L’esperienza di Lima ci aveva dato l’idea di costruire una nostra Università a San
Paolo, ma ci rendemmo conto presto che questa sarebbe stata un’impresa molto difficile.
Informandoci comunque su questa possibilità, scoprimmo che più del 40% delle Università
private di San Paolo avevano posti vacanti e pensammo: “se organizzando le persone
possiamo comprare la terra, perchè non possiamo negoziare un prezzo con un’università
privata?”. Cominciammo a negoziare. Oggi 40.000 dei nostri giovani studiano nelle diverse
facoltà, attraverso convenzioni con 13 Centri universitari, che consentono sconti sulle rate
universitarie tra il 30% e il 50%, a seconda del corso. Non è questa però la cosa che più ci
interessa.
È molto importante che possano frequentare l’Università, prepararsi al mondo del
lavoro, ma soprattutto è importante che abbiano un luogo dove poter discutere della propria
vita nella sua totalità. Il desiderio di felicità e di totalità di ciascuno è molto più che
frequentare l’Università, avere una casa e una buona condizione di vita.

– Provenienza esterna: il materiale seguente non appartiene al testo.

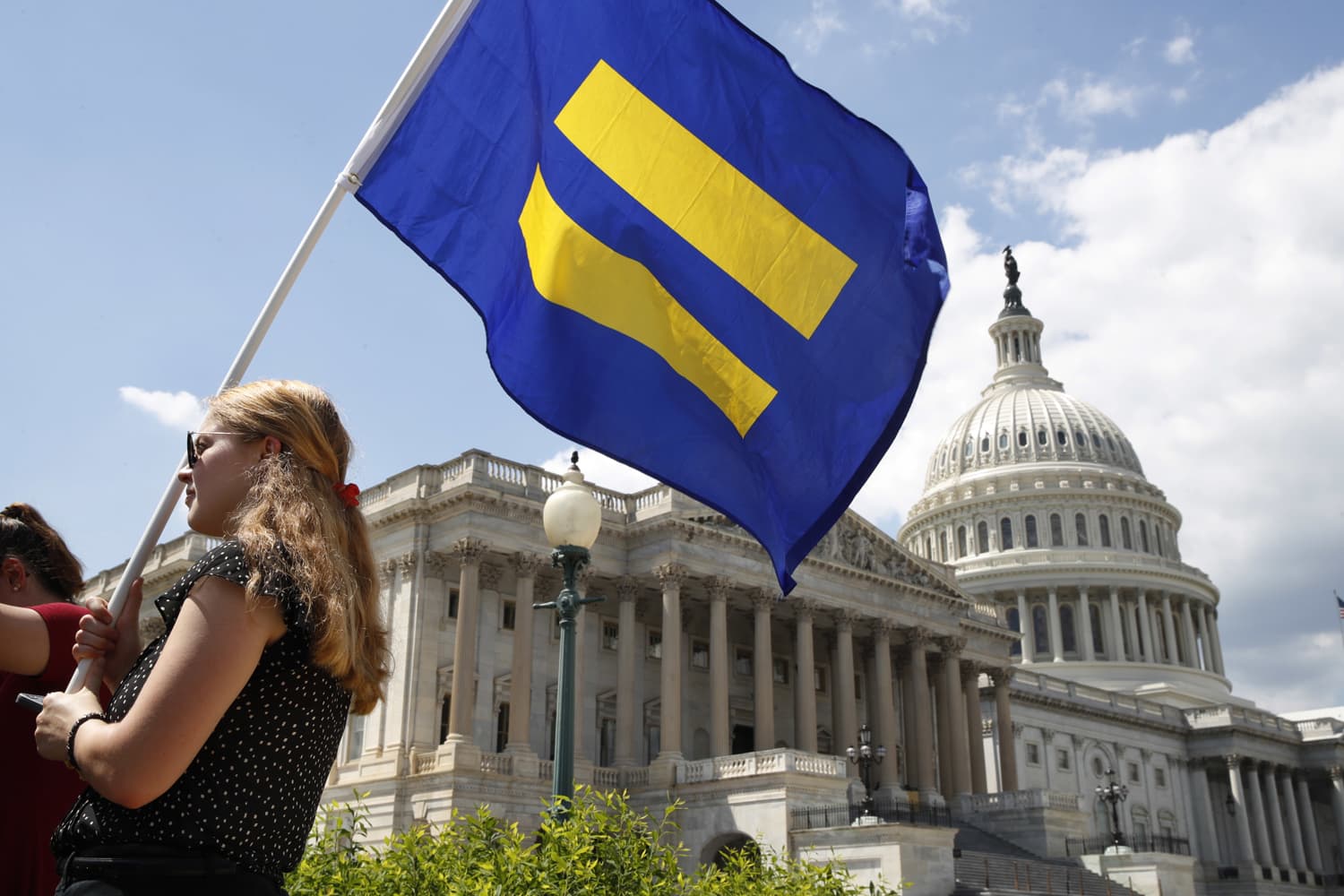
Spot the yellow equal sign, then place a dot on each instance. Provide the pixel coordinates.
(696, 193)
(575, 271)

Alcuni dei primi
ragazzi che hanno iniziato stanno terminando gli studi e cominciano ad aiutare quelli nuovi
che arrivano.
Il senso dell’essere protagonista
Questa è l’esperienza che viviamo a San Paolo. Credo che sarebbe necessario molto
più spazio per raccontare in modo esauriente i particolari di questa storia, che mi commuove
tutti i giorni. Una storia che mi aiuta a capire il senso dell’essere protagonista. Perché vedo
e condivido la vita di migliaia di protagonisti che Cristo colloca, come dono, nella mia vita
tutti i giorni. Gente che ha imparato a credere in se stessa e che ha cambiato non solo la
propria vita, ma quella di migliaia di altre persone. Uomini e donne semplici che insegnano
che per essere protagonisti è necessario collocarsi al servizio di un Altro, che dà senso
veramente alla nostra vita.
Oggi capisco con molta chiarezza cosa intendeva Don Giussani quando diceva che il
vero protagonista della storia è il mendicante. Ogni giorno, come un mendicante, supplico
Cristo che continui a usarmi per costruire la storia del Suo popolo, in ogni istante, perchè
percepisco la sproporzione tra ciò che ricevo e quello che riesco a dare.